What struck observers was that every patient was gay. A month later, The New York Times ran a headline that would define an era: "Rare cancer seen in 41 homosexuals." The article noted that all the affected men were from New York and California and identified as homosexual. Simón was gay too. Though he existed only in song, his story came to mirror that of thousands of real people who faced not only a relentless virus but also family rejection, social condemnation, and the crushing weight of prejudice.

In the summer of 1986, according to the salsa that immortalized him, the patient in bed 10 stopped breathing. No one mourned him. Now, four decades after his fictional death, Simón has become an imaginary historical figure who ages alongside Latin America itself. The question that haunts us is simple but profound: what if Simón had been born seventy years later, in 2026, instead of 1956? Would he have died alone in a hospital bed? Would his father have rejected him with the same severity? Would the society around him have changed?

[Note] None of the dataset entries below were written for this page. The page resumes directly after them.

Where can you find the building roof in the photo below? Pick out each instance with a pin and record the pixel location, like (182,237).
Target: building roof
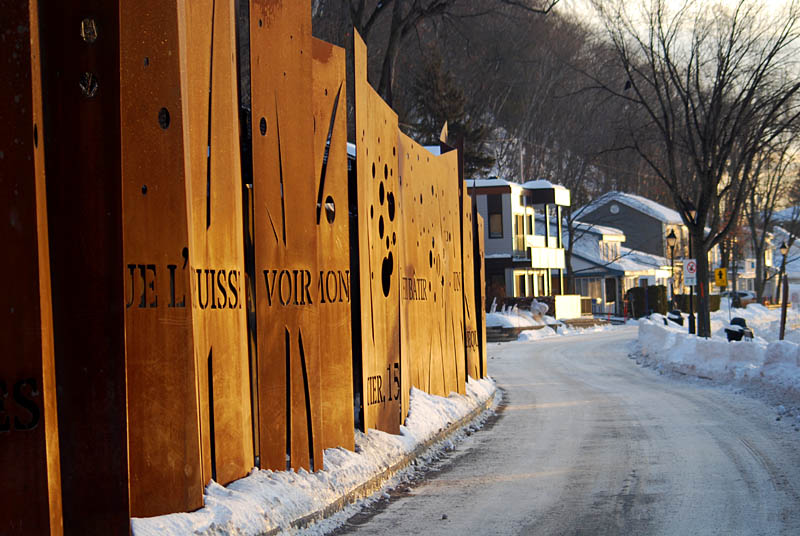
(636,202)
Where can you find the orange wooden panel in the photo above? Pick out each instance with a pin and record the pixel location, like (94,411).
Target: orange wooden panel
(445,189)
(286,236)
(165,462)
(80,94)
(480,287)
(379,285)
(421,330)
(468,277)
(216,250)
(30,486)
(333,228)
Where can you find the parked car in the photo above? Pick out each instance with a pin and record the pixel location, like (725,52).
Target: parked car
(744,297)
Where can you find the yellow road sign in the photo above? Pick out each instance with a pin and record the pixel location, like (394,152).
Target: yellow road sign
(721,277)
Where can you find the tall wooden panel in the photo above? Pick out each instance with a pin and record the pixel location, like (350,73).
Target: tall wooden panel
(480,287)
(285,235)
(421,332)
(80,93)
(216,250)
(30,489)
(447,257)
(164,433)
(468,277)
(376,160)
(333,228)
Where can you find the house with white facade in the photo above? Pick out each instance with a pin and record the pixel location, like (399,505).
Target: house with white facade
(523,258)
(604,270)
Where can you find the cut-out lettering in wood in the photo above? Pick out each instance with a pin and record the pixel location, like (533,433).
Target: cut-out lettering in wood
(216,243)
(378,251)
(292,283)
(30,486)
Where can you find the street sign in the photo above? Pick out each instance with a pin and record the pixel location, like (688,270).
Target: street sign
(690,272)
(721,277)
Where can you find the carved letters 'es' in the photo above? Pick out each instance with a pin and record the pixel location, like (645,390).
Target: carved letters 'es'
(286,260)
(30,489)
(165,460)
(80,94)
(216,251)
(379,285)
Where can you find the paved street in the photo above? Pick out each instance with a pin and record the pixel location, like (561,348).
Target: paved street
(587,442)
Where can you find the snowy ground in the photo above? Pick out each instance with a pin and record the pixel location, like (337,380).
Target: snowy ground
(269,501)
(764,365)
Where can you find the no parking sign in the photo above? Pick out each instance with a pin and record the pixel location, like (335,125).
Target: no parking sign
(690,272)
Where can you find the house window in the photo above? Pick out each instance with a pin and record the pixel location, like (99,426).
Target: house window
(495,206)
(611,289)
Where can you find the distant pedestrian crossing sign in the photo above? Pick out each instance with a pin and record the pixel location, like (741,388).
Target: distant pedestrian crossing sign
(721,277)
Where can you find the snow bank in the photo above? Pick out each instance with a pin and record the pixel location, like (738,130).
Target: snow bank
(765,361)
(265,501)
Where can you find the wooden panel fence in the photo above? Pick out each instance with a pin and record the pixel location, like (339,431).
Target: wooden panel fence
(128,385)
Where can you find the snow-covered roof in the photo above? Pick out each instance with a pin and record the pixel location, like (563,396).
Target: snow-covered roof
(629,261)
(787,214)
(484,183)
(637,202)
(598,229)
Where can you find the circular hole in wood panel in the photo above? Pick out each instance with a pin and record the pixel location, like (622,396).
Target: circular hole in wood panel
(330,209)
(387,267)
(163,118)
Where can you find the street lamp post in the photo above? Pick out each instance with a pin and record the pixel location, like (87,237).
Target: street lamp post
(692,212)
(671,241)
(785,280)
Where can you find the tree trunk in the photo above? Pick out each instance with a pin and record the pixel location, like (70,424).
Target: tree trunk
(701,289)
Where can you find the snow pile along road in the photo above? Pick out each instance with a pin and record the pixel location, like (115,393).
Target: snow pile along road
(270,501)
(764,362)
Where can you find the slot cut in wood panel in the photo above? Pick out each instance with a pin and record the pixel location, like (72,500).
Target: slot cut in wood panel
(216,244)
(286,236)
(378,227)
(333,232)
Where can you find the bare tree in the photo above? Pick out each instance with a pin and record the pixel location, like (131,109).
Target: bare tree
(770,186)
(711,87)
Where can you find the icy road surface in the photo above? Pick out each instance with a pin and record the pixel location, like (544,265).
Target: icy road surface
(590,443)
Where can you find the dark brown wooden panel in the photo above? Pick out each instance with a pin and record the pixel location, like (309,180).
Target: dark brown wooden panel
(468,277)
(216,247)
(164,429)
(480,286)
(80,80)
(333,231)
(376,160)
(287,267)
(30,486)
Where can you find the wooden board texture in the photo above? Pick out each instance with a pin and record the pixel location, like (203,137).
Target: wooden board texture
(163,414)
(286,261)
(468,263)
(80,94)
(377,190)
(30,489)
(480,287)
(333,232)
(421,330)
(216,246)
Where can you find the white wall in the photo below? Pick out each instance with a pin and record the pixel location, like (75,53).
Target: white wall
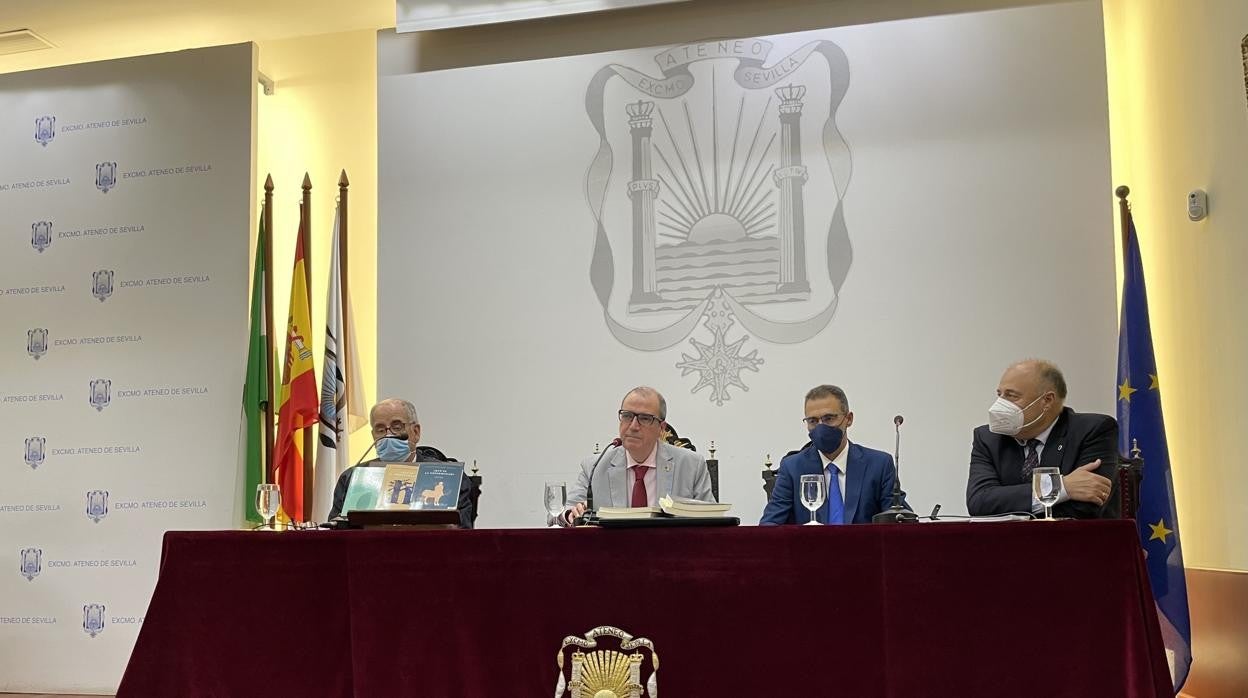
(977,212)
(169,336)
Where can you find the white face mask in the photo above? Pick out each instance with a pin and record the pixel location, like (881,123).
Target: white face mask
(1005,417)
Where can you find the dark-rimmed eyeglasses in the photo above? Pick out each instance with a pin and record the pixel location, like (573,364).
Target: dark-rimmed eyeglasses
(831,420)
(642,418)
(394,427)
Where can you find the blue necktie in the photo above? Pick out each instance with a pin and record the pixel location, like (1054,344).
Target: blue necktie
(834,508)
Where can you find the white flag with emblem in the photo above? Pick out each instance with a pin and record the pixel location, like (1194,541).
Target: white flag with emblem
(341,413)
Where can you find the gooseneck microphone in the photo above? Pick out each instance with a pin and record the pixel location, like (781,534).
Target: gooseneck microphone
(896,513)
(367,451)
(589,491)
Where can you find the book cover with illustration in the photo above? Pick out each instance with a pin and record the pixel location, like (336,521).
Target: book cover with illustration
(437,486)
(365,490)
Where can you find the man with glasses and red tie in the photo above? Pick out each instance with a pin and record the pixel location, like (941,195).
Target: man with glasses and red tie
(643,468)
(859,478)
(396,433)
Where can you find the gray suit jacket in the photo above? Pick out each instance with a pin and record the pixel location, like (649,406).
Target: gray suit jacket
(680,473)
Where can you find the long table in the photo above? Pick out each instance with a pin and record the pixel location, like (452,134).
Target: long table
(959,609)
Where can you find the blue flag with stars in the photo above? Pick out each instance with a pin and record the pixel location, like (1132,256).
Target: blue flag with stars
(1141,426)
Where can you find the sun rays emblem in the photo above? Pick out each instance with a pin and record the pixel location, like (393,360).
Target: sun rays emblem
(724,181)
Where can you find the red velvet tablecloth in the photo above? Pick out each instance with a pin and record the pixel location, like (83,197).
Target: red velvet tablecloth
(957,609)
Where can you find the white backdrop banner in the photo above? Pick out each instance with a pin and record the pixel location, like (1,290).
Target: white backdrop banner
(901,209)
(125,189)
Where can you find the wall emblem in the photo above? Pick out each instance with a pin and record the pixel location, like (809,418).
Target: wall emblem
(105,176)
(101,393)
(41,235)
(34,451)
(92,618)
(97,505)
(45,130)
(607,663)
(101,284)
(714,221)
(31,563)
(36,342)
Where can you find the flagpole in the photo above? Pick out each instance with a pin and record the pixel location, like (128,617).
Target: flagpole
(1123,217)
(306,234)
(343,342)
(270,407)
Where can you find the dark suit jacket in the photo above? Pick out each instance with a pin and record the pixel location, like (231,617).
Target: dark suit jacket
(996,485)
(869,475)
(423,455)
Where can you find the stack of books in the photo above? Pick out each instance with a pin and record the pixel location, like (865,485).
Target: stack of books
(695,508)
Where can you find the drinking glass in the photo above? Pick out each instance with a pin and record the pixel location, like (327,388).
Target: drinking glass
(814,491)
(555,498)
(268,500)
(1046,486)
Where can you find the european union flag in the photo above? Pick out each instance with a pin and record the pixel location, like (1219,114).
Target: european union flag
(1141,425)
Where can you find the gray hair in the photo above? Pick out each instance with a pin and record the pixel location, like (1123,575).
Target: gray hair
(408,408)
(825,390)
(645,391)
(1050,375)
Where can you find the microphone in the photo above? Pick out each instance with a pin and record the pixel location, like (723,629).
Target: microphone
(896,513)
(589,491)
(371,446)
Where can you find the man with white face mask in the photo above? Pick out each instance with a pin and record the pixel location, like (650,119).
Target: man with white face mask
(396,433)
(1030,427)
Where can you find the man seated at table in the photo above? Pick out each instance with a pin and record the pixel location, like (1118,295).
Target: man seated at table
(1030,427)
(859,478)
(396,433)
(643,468)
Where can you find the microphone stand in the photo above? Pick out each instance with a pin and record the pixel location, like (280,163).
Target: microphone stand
(896,513)
(590,516)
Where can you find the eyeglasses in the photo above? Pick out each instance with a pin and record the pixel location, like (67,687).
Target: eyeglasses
(642,418)
(394,427)
(831,420)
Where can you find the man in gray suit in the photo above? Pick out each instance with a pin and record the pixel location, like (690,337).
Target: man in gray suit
(644,468)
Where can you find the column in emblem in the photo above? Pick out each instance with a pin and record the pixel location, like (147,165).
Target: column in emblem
(643,189)
(791,177)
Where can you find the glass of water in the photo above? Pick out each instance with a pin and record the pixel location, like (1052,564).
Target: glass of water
(268,500)
(814,491)
(555,498)
(1046,486)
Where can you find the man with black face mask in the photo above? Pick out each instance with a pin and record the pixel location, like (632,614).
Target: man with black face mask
(1030,427)
(859,478)
(396,433)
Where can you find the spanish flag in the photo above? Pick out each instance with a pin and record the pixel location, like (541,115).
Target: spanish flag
(297,402)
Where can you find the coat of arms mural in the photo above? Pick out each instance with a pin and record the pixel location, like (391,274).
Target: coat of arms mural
(714,222)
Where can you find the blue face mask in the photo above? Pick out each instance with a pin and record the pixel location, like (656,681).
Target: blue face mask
(826,438)
(393,450)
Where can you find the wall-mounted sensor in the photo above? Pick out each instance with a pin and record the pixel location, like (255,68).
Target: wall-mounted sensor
(1197,205)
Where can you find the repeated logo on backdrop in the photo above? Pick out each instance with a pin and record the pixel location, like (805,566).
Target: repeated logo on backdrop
(35,451)
(101,393)
(92,618)
(97,505)
(45,130)
(101,284)
(105,176)
(31,563)
(36,342)
(41,235)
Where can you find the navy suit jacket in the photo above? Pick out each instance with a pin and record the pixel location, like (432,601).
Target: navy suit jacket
(869,476)
(996,486)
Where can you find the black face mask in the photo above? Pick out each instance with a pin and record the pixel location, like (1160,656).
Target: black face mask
(826,438)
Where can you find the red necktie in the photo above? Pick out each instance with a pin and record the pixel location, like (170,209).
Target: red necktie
(639,497)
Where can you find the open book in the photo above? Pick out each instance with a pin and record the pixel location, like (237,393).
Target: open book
(628,512)
(687,507)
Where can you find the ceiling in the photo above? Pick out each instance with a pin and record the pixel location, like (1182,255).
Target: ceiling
(87,30)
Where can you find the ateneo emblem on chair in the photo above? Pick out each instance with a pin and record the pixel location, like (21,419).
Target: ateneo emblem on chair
(607,663)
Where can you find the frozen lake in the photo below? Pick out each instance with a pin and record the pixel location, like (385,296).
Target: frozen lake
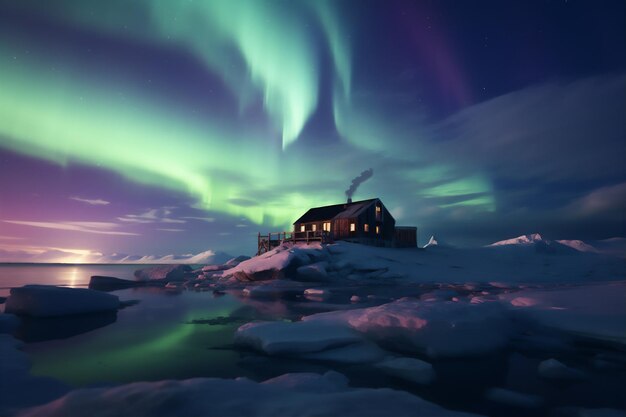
(167,334)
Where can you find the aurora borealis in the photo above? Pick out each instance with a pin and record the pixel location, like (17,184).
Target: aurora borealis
(158,127)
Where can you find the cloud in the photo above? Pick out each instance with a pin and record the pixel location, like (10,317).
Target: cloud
(103,228)
(550,132)
(151,216)
(205,257)
(204,219)
(96,202)
(601,201)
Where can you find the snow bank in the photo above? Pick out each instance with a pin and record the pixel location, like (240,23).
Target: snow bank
(576,309)
(314,272)
(520,240)
(163,273)
(436,329)
(104,283)
(275,264)
(279,337)
(513,398)
(8,323)
(531,259)
(47,300)
(361,352)
(288,395)
(410,369)
(17,387)
(553,369)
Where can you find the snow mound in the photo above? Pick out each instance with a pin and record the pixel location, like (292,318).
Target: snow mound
(47,301)
(520,240)
(287,338)
(410,369)
(275,264)
(163,273)
(579,245)
(289,395)
(553,369)
(362,352)
(576,310)
(328,382)
(431,242)
(313,272)
(8,323)
(513,398)
(18,388)
(436,329)
(437,241)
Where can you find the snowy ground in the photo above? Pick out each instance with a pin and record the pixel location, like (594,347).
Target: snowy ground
(521,327)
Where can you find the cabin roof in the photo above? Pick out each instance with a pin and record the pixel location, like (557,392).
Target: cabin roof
(336,211)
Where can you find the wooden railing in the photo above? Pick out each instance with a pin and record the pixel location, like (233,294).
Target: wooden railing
(272,240)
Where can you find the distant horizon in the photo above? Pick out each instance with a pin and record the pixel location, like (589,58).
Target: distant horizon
(130,133)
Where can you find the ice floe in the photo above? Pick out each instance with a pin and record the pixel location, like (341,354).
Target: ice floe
(47,301)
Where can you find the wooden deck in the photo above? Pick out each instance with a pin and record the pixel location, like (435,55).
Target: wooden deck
(272,240)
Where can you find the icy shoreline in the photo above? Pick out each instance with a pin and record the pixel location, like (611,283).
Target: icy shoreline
(391,311)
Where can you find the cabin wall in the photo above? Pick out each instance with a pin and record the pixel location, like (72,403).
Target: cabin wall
(340,228)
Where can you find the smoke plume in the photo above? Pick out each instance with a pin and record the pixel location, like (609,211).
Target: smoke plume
(365,175)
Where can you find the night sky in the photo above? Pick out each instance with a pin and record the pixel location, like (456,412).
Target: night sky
(155,127)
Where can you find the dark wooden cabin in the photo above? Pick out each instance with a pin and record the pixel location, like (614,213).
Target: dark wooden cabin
(367,222)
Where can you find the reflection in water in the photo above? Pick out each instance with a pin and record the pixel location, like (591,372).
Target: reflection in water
(152,340)
(35,329)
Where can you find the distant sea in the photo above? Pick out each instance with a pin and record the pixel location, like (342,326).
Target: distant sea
(70,275)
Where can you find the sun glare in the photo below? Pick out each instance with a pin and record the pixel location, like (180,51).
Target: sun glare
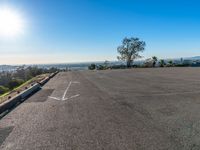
(11,23)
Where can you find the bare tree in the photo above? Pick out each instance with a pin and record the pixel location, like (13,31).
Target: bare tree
(155,59)
(130,49)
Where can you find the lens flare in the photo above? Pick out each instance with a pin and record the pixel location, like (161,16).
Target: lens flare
(11,23)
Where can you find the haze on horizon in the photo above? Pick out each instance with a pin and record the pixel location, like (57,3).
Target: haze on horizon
(35,31)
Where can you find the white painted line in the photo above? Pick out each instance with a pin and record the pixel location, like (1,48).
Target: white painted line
(71,97)
(75,96)
(54,98)
(65,93)
(66,90)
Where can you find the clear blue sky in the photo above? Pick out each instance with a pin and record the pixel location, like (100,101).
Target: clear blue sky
(87,30)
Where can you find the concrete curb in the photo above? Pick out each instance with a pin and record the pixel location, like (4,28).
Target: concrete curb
(9,104)
(19,98)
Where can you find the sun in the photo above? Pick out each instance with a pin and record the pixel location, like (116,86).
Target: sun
(11,23)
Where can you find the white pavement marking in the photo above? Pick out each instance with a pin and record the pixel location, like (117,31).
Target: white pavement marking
(54,98)
(65,93)
(72,97)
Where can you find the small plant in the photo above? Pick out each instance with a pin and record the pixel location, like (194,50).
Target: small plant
(162,63)
(92,67)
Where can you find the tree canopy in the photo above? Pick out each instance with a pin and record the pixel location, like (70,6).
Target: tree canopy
(130,49)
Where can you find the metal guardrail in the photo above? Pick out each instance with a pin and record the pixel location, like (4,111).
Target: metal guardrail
(9,104)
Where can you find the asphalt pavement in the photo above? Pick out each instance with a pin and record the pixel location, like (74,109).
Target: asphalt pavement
(130,109)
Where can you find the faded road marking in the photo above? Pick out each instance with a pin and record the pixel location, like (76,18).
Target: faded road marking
(65,93)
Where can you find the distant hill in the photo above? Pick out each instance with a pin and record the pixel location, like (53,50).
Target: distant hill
(193,58)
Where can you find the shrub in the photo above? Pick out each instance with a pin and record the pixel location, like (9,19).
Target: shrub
(14,83)
(3,89)
(92,67)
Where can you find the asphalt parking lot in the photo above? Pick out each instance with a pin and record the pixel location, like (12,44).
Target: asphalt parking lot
(136,109)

These are not abstract questions. They ask us to measure whether Latin America has genuinely transformed in the forty years since the AIDS epidemic emerged, or whether the change has been only surface-deep. The answer will tell us who we have become.

His father, swayed by what others said, stopped speaking to him entirely and abandoned him forever.
— From the story of Simón
We must ask whether in these 40 years since his death, our Latin American society has changed in truth or only in appearance.
— The article's central challenge to the region
The Hearth Conversation Another angle on the story
Inventor

Why does a fictional character from a song matter so much to this story about a real epidemic?

Model

Because Simón carries the weight of thousands of actual deaths that happened in silence and shame. He's a vessel for the real people who died while their families wouldn't speak their names.

Inventor

The article mentions his father's rejection. Was that common?

Model

It was the rule, not the exception. Men were thrown out of homes, disowned, left to die alone. The virus killed them, but the isolation killed them first.

Inventor

What changed between 1981 and now?

Model

Medicine changed dramatically. We have treatments that turn AIDS into a manageable condition. But the harder question is whether hearts changed. Whether families forgive. Whether society stopped seeing gay men as the disease itself.

Inventor

Do you think Simón would survive today?

Model

Medically, almost certainly. Socially? That depends on where he was born, who his family is, how much money they have. Latin America is not one place. Some cities have transformed. Others haven't moved at all.

Inventor

What does the song do that journalism cannot?

Model

It makes you feel the loneliness. A news report tells you facts. A song makes you sit with the image of a man dying unwept in a hospital bed, and you cannot look away.